A black box warning is the most severe action the FDA can take against a drug, short of banning it. The current label for Chantix already warns that patients taking the drug may develop aggressive or suicidal behavior. That warning will be expanded to note that the drug has also been linked to reduced alcohol tolerance leading to seizures.
“Until patients know how Chantix affects their ability to tolerate alcohol, they should decrease the amount of alcohol they drink,” and FDA spokesperson said. “Patients who have a seizure while taking Chantix should stop the medicine and seek medical attention immediately.”
Chantix, known generically as varenicline, is a popular smoking-cessation drug first approved by the FDA in 2006. In 2013, pharmacies in the United States filled 1.2 million prescriptions for the drug.
The FDA stands by the effectiveness of the drug, which in initial studies was showed to help 33 percent of patients remain tobacco-free six months after quitting, compared with 14 percent of patients on a placebo.
Concerns about the drug’s side effects surfaced almost immediately. By 2007, experts began raising concern that the drug could cause heart problems, vision problems and psychological disturbances including wild dreams and random violent outbursts. In 2008, the U.S. Federal Aviation Administration decided that concerns about Chantix causing blackouts were severe enough for it to ban commercial airline pilots from taking the drug. Commercial truck drivers have also been prohibited from using it.
In 2009, the FDA concluded that enough evidence existed to warrant a black box warning that taking Chantix (or another smoking-cessation drug, Zyban) could increase the risk of “hostility, agitation, depressed mood, and suicidal thoughts or actions.” This warning, plus evidence that Chantix is even more dangerous than Zyban, has caused the U.S. Veterans Administration (VA) to recommend that Chantix be a drug of last resort, following only the failure of nicotine replacement drugs (such as gum or patches) and Zyban. The VA also recommends that all patients have their mental health evaluated before taking Chantix.
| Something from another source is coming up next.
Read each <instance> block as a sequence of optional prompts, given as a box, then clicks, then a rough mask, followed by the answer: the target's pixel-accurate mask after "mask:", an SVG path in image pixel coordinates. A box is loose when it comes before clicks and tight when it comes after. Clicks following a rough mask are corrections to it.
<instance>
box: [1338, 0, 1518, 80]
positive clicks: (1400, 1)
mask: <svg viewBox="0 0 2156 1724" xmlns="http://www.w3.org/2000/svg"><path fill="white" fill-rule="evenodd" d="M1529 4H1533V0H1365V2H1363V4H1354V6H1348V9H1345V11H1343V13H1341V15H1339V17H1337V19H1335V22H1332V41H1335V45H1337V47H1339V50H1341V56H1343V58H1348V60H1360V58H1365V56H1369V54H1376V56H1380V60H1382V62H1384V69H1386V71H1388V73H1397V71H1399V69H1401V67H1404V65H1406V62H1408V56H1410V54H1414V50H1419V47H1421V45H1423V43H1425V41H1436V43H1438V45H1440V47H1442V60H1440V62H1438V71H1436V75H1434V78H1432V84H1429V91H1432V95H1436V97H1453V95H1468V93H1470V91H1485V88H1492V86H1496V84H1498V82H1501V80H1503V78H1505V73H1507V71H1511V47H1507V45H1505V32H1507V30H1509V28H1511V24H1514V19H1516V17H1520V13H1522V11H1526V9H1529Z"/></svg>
Then in 2011, the FDA concluded that Chantix also increased the risk of heart attacks and other cardiovascular problems, especially among people already in poor cardiovascular health.
Memory loss and seizures
In a concerted effort to salvage the reputation of its blockbuster drug, Pfizer announced in 2011 that it was launching an extensive study into Chantix’s potential side effects, with preliminary results expected in 2017. In 2014, the company was already submitting new information to the FDA and petitioned for the removal of the black box warning.
The FDA rejected Pfizer’s assertion that new data showed no difference in rates of psychiatric problems between Chantix users and users of other smoking-cessation drugs.
“[N]ot all types of neuropsychiatric side effects were examined, and the studies had limitations that prevented the FDA from drawing reliable conclusions,” the FDA concluded.
Instead of removing the warning, the FDA will actually be adding extra warnings about changes to mood, behavior and thinking, including memory loss. The biggest finding was the increased rate of seizures among those with no history of epilepsy, or those whose epilepsy was fully controlled before they started taking Chantix.
“In most of these cases, the seizures occurred within the first month of starting Chantix,” an FDA statement reads. “Information about these risks has been added to the Warnings and Precautions section of the drug label and to the patient Medication Guide.”